By Margarita Tartakovsky, M.S. Associate Editor
Reverb 10 is an annual end-of-year project that helps readers reflect on the old year via a series of prompts. One of 2010′s prompts was “How did you cultivate a sense of wonder in your life this year?”
This question made me think about cultivating wonder in our lives all the time, from the old year into the new.
Wonder is a magical word, I think. And it’s a word that needs more exploration. We need to explore wonder more often, because as adults, many of us lose our sense of wonder in life. It gets buried under piles of bills, deadlines, responsibilities and housework.
Maybe you think you’re too old, too mature or too sensible to have a sense of wonder.
According to Dictionary.com, wonder means to admire, to be amazed, to be in awe, to marvel. It means something strange or surprising or a remarkable phenomenon.
How often do you marvel at your daily life?
For most of us, it’s a fleeting moment, if at all.
In the movie Eat, Pray, Love, Elizabeth Gilbert (Julia Roberts) says “I want to go someplace where I can marvel at something,” so she sets off on a life-changing journey through Italy, India and Indonesia.
Of course, I don’t think you have to go that far to find wonder. (If I did, I’d be broke with tons of credit card debt.) In fact, your living room will do just fine.
Here are some of my ideas for cultivating wonder, whether you’re at home or away.
- Watch kids play or do anything. Kids approach life with a sense of wonder. Everything is new and bright. Everything is exciting. We can all take a lesson from observing children, from how excited they get with a new toy to how they smile at the simplest things. Apply some of that wonder to your daily life.
- Read about creativity. Lately, I’ve been immersed in the topic of creativity. When I think of being creative, I think of being lighthearted, relaxed and passionate. (Yes, passion can be intense, but to me, it’s more excitement than extreme.) I think of having fun and being free. When we’re preoccupied with the quotidian, we forget that.The creativity books currently on my shelf include Sparks of Genius: The 13 Thinking Tools of the World’s Most Creative People by Robert and Michele Root-Bernstein and Creativity Is a Verb: If You’re Alive, You’re Creative by Patti Digh. And, of course, Anne Lamott’s Bird By Bird: Instructions on Writing and Life is a classic.But you don’t have to be a writer, a singer, a dancer, poet or a painter to be creative. As Digh writes in her book, “If you’re alive, you’re creative. If you’re alive, you’re an artist.”
- Take up photography. You don’t have to buy a fancy-pants camera. Take any camera that you have out for a spin. The quality of the photos really doesn’t matter. Focus on the beauty all around you. I believe that in order to see beauty in ourselves, we must pay attention to the beauty among us. Photographers do an incredible job of finding and capturing the beauty in the smallest of things, in the most mundane of moments, and let’s be honest, in the typically not-so-pretty places. Here are two of my favorite websites to visit for a dose of wonder: 1010 Project and 3191 Miles Apart.
- Travel to far-off places. If you can actually afford to do tons of traveling, then great!

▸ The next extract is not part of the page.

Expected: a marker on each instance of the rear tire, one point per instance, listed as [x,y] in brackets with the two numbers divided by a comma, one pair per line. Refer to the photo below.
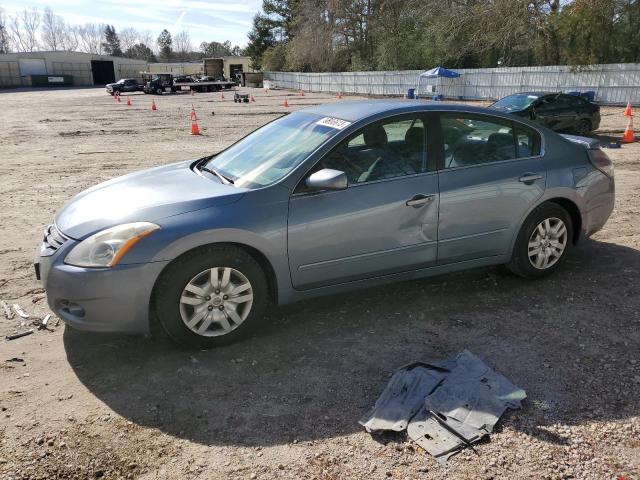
[543,242]
[176,305]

If not, go to your local library, and check out the section on travel essays. (Though if your library is anything like mine, just go to Amazon.com or your nearest bricks-and-mortar bookstore.)I’m currently reading Travels in Siberia by Ian Frazier. The book begins with these lines: “Officially, there is no such place as Siberia. No political or territorial entity has Siberia as its name…During Soviet times, revised maps erased the name entirely, in order to discourage Siberian regionalism.” Now tell me that doesn’t seem at all interesting.OK, maybe it’s just because I’m from Russia.
- Learn something. Learning is one of the best ways you can cultivate wonder. You can either dig deeper into topics you’re already familiar with, or take on a totally strange, interesting subject. Right now, I’m also reading the book, The Poisoner’s Handbook: Murder and the Birth of Forensic Medicine in Jazz Age New York. If you’re not a big reader, watch The History Channel or visit a museum or local landmark.Ask yourself: What topics have I always wanted to learn about? What classes did I want to take in high school or college but didn’t have time to? What topics make me happy?
So how do you cultivate a sense of wonder in your life? Or how do you plan on cultivating it?